Take the set of integers modulo $n$, written $\Bbb{Z}/(n)$ and any prime $p$ and consider the multiplicative subgroup specified by $H^{\times} = \{ x^p = 1: x \in \Bbb{Z}/(n)^{\times}\}$, then $|H^{\times}| = p^k$ for some $k$. Is this already known?

Generalizing, from what I can tell looking at the results of some simple python code.

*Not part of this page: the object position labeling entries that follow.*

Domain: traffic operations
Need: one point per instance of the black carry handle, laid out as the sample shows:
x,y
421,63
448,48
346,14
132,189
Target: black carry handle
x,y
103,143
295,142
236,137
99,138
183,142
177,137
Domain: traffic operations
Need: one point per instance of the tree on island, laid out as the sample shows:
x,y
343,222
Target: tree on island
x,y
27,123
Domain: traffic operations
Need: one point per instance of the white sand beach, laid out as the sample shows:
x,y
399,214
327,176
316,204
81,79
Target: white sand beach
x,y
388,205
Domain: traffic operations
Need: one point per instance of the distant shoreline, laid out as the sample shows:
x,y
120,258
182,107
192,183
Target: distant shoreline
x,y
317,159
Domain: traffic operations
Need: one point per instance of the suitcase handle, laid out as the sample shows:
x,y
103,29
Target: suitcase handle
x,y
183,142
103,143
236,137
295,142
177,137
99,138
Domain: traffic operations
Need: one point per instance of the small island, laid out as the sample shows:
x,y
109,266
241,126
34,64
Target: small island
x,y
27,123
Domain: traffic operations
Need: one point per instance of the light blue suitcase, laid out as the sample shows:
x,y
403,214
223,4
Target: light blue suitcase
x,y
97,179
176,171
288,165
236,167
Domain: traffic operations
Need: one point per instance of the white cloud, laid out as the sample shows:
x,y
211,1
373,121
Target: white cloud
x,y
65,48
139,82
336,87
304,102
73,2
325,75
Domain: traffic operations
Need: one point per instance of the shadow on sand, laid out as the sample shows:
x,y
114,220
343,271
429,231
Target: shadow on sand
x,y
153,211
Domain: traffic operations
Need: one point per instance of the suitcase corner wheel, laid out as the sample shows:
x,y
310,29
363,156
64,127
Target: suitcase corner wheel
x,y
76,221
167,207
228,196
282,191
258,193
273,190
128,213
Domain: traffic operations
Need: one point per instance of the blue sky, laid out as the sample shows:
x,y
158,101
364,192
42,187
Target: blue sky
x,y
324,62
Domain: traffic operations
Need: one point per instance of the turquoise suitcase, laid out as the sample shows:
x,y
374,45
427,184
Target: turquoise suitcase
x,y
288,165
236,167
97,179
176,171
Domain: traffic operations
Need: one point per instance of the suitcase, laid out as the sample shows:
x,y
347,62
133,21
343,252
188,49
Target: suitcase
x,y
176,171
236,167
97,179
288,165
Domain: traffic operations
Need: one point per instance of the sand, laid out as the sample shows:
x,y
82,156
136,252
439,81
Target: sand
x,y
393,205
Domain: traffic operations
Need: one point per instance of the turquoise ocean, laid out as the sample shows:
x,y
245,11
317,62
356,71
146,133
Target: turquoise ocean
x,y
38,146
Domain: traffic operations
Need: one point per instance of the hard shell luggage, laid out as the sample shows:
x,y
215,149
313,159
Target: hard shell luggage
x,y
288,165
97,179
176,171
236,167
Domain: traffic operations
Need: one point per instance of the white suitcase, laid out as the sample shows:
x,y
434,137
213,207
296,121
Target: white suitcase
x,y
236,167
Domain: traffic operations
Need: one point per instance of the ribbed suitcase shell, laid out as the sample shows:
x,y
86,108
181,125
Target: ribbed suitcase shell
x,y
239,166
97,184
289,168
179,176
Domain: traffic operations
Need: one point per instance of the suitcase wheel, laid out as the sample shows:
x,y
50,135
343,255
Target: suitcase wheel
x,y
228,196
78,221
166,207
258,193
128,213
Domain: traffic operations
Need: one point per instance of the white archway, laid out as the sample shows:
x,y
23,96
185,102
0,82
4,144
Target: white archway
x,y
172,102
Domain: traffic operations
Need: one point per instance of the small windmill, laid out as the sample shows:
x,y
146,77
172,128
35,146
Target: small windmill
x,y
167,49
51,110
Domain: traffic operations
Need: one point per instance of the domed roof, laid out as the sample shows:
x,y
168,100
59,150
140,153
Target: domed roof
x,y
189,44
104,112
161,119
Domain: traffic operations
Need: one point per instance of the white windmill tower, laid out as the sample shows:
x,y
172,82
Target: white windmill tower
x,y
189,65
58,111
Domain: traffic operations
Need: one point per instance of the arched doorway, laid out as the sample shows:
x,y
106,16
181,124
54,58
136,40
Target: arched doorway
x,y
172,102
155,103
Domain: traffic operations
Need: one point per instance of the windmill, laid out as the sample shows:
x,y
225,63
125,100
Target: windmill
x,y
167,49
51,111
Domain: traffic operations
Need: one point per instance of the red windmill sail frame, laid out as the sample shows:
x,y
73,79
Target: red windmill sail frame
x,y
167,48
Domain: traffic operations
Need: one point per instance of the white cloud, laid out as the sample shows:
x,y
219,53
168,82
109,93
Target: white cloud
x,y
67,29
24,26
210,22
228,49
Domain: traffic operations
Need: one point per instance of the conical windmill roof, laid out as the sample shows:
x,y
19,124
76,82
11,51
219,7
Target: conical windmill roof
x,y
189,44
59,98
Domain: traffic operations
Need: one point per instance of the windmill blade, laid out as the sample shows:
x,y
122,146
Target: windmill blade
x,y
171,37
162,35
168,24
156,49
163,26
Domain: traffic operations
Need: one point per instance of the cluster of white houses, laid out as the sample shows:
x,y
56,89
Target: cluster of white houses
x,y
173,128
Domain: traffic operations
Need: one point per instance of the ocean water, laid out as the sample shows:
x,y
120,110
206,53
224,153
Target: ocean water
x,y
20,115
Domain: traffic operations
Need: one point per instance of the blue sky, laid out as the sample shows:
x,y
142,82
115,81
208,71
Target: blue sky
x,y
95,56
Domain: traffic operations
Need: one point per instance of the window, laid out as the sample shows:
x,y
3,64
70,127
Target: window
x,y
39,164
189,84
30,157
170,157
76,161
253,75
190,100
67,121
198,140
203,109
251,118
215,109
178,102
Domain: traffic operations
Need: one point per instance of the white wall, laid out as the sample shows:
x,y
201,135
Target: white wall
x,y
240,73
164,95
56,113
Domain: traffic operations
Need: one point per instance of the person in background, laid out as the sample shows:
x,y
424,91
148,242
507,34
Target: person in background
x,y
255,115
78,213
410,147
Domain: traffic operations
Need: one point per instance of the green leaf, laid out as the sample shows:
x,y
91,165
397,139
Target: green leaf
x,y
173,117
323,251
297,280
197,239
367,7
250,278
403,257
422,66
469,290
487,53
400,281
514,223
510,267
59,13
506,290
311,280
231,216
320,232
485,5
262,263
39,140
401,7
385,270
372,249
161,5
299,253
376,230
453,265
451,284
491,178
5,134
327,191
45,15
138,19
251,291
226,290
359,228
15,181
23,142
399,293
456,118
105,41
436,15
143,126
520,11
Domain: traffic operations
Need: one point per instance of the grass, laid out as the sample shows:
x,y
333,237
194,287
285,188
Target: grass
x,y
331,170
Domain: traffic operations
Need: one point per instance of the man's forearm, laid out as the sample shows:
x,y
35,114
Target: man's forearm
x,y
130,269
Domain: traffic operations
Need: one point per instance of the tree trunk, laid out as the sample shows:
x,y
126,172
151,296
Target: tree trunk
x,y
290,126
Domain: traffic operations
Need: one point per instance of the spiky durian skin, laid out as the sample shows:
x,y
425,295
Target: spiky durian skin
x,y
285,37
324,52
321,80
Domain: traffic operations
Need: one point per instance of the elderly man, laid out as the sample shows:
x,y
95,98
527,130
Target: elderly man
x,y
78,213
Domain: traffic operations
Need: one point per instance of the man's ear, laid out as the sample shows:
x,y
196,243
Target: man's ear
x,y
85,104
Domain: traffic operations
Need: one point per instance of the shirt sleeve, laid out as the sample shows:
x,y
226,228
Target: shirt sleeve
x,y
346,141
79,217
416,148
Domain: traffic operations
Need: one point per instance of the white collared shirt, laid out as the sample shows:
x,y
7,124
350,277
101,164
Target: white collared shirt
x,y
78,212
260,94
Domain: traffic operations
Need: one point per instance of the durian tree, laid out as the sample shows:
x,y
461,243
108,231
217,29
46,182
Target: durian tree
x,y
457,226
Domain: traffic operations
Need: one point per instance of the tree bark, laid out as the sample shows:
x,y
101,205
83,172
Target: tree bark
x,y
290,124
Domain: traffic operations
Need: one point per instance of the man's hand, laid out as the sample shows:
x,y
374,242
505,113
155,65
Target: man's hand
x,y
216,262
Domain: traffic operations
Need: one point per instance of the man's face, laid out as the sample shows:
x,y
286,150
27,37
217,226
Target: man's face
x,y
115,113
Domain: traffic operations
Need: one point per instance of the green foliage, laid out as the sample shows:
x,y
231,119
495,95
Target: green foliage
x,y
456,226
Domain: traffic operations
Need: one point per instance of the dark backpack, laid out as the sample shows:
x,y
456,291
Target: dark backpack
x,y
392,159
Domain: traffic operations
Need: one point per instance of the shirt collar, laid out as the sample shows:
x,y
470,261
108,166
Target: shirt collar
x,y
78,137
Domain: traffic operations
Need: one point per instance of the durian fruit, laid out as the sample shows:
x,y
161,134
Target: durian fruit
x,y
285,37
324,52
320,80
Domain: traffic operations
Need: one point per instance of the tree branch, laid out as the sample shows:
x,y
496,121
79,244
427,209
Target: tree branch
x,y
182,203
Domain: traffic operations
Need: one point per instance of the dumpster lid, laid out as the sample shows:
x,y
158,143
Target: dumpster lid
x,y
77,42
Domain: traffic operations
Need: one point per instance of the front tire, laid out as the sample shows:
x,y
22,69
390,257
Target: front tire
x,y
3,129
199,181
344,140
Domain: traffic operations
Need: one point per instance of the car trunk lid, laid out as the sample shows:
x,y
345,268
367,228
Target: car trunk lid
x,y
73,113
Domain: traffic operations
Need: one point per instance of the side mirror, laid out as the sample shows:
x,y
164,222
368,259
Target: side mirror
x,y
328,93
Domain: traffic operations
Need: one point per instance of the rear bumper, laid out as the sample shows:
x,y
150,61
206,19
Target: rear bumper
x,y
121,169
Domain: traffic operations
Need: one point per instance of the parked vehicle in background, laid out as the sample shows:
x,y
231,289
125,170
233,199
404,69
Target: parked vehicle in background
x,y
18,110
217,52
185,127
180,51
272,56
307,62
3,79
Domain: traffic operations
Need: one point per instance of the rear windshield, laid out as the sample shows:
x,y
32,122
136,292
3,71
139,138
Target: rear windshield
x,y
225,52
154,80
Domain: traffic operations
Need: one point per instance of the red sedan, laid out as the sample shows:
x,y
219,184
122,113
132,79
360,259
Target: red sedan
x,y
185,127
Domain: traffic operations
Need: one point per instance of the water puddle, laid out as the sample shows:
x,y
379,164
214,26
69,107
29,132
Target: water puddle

I think the conjecture could be:

Let $p \gt 0$ be any natural with prime factors $p_1, \dots, p_r$, then $|H^{\times}| = p_1^{e_1}\cdots p_r^{e_r} = $ some composition of powers of the prmes making up $p$.

Answer 1

Yes, in fact, the structure of the group $\mathbb{Z}/(n)^\times$ is known completely (see Wikipedia or the answers to this question; in particular, Hurkyl's answer sketches an elegant proof using the $p$-adic logarithm).

In particular, from these descriptions one can easily deduce the following values for $k$. Let $a_p(n)$ denote the number of distinct prime factors $q$ of $n$ such that $p\mid q-1$. If $p$ is odd, $k=a_p(n)$ if $p^2\not\mid n$, and $k=a_p(n)+1$ if $p^2\mid n$. If $p=2$, $k=a_2(n)$ if $4\not\mid n$, $k=a_2(n)+1$ if $4\mid n$ but $8\not\mid n$, and $k=a_2(n)+2$ if $8\mid n$.

Answer 2

Yes, it is. There is a theorem saying that given G is a finite group, G is a p-group iff |G|=p^k for some k. The proof requires Lagrange Theorem and Cauchy's Theorem.